Nanofibrillated cellulose (NFC) aqueous suspensions were produced from once-dried bisulfite softwood pulp using enzymatic or 2,2,6,6-tetramethylpiperidine-1-oxyl (TEMPO)-mediated oxidation pretreatments, followed by wet grinding, as an ultimate fibrillation technique. Two commercial enzyme solutions: cellulase, with the major activity of endoglucanase and exoglucanase, and monocomponent endoglucanase, were compared to facilitate the nanofibrils isolation from cellulose fibers. The influence of their concentrations, as well as the other processing conditions, was analyzed. The morphology of the produced NFC was characterized using optical microscopy, atomic force microscopy (AFM), field emission gun-scanning electron microscopy (FEG-SEM), and morphological fiber analyzer (MorFi).
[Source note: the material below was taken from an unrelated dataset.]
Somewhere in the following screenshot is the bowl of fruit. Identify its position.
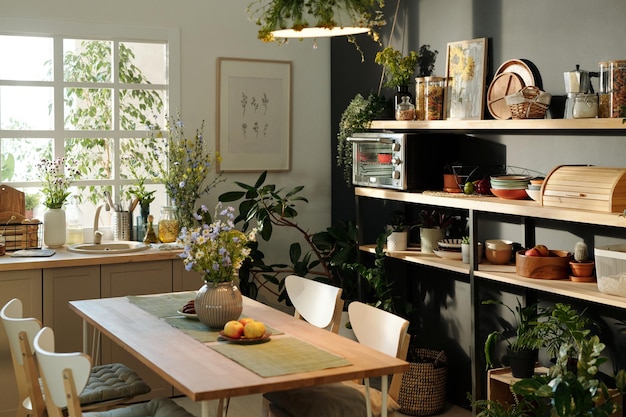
[515,245,574,279]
Nanofibrils with a wide size distribution were produced. The average lateral dimensions of 12 ± 7 nm for the most disintegrated enzymatically hydrolyzed NFC and 4 ± 2 nm for TEMPO-oxidized NFC were determined from the AFM height images. The degree of polymerization (DP) decreased and the crystallinity index (CI) increased with an increase of the concentration of both enzyme solutions. TEMPO-oxidation did not have a significant impact on the cellulose CI; however, the DP was strongly affected. The monocomponent endoglucanase solution was found to have a better effect on the nanofibrils isolation rather than their depolymerization.